At the same time, growers are not speculating as much as they used to, and instead, most are planting what they want or just shy of what they want. This is due to increased farming and input costs and macroeconomic factors such as inflation and the economy in general mean that growers cannot afford to harvest produce and spend it as they may have historically.
Demand remains consistent
And then there is strong demand. “With the economy slowing down, the industry thought that demand would step down a lot. However, demand has remained relatively steady,” says Vaughan. “It’s the perfect storm of a supply shortage and a market boom. I’ve never seen anything like it.”
That has turned the eyes to other growing regions, starting with Huron, California, almost an intermediary stop for shippers between Salinas and the desert region, which traditionally starts in mid-November. “However, many shippers gave up on that Huron and went from Salinas right to Yuma because of the cost and complexity of an intermediary stop. Those are even worse things,” says Vaughan.
The desert region is also off to a strong start, as some of the crops have recently been affected by storms and hurricanes. “So some growers who don’t have product left in Salinas are already in the desert, cutting a week or ten days ahead of schedule. That will create a gap, which will add to the impact of this,” he says.
Typical December slowdown
Looking ahead, markets could remain this way until mid-December – demand for leafy greens tends to decrease after the start of December. “Markets going as they are must start to stifle demand. Consumers don’t necessarily want to buy a $5.50 head of lettuce,” says Vaughan.

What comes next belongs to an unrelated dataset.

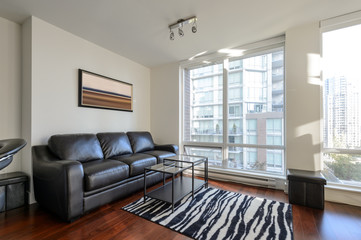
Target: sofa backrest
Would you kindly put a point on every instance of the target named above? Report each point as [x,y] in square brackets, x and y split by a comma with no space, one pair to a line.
[141,141]
[115,143]
[79,147]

Together that could slow down the markets next month. “With further tightening of the market and people moving away from buying these expensive items because they cannot afford them, the drop in demand could be quite significant. This damage to the consumer may have a long tail in that the consumer has never seen prices like this before,” says Vaughan. “I think it will be good into December until we see something approaching normal. By then, it could be in the $20s.”